Le chef de l’État Amadou Toumani Touré a avoué qu’il y a quelques années, lors de chaque Journée mondiale de lutte contre le sida, il se posait beaucoup de questions sur le sort des personnes vivant avec la maladie, car le traitement n’était pas très disponible. Aujourd’hui, le désespoir s’est effacé au profit de l’espoir.
L’Afrique est considérée comme le continent où il y a le plus grand nombre de malades, a souligné Amadou Toumani Touré avant de revenir sur les progrès accomplis dans notre pays où le taux de prévalence est passé de 1,7 à 1,3%.

Pour le président de la République si ces résultats constituent un motif de fierté, la lutte contre le Vih/Sida n’est pas encore gagnée. Pour la gagner, il nous faudra encore remporter quelques batailles. Le chef de l’Etat a appelé à poursuivre la mobilisation et à rester vigilant. Il a rendu hommage aux les associations de personnes vivant avec le Vih/Sida pour avoir eu le courage de s’assumer. « Cela a été la plus belle leçon », a-t-il dit, en relevant qu’il s’agit là de la meilleure campagne sensibilisation.

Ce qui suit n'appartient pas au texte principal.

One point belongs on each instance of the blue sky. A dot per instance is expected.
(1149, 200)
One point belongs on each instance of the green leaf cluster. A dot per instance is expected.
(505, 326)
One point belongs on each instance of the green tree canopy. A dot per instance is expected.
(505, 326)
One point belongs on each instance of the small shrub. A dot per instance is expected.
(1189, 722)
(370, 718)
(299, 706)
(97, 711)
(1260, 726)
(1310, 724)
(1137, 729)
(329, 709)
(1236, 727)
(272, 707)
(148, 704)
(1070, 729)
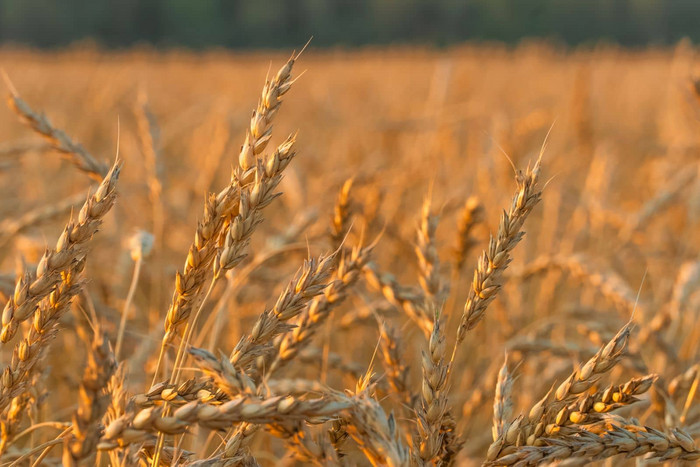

Amadou Toumani Touré a aussi félicité le secrétaire exécutif du HCNLS et son équipe pour le travail qu’ils abattent dans la lutte contre le sida. Le chef de l’Etat a un autre motif de satisfaction : notre compatriote Michel Sidibé vient d’être nommé directeur exécutif de l’Onusida. Jusqu’à présent, il occupait le poste d’adjoint au sein de cette organisation.
Au niveau mondial, les tendances dans la lutte contre le sida sont encourageantes. Le nombre de personnes infectées est en baisse. Ainsi de 43 millions de personnes en 2004, on est passé à 33 millions de personnes en 2007. Ce fléchissement dénote des progrès réels dans la lutte contre le fléau. Ces progrès sont visibles dans notre pays où les pouvoirs publics ont décidé de rendre les médicaments disponibles pour tous les malades et partout. Comme aime le dire le chef de l’Etat, désormais ce sont les médicaments qui vont aux malades et non l’inverse.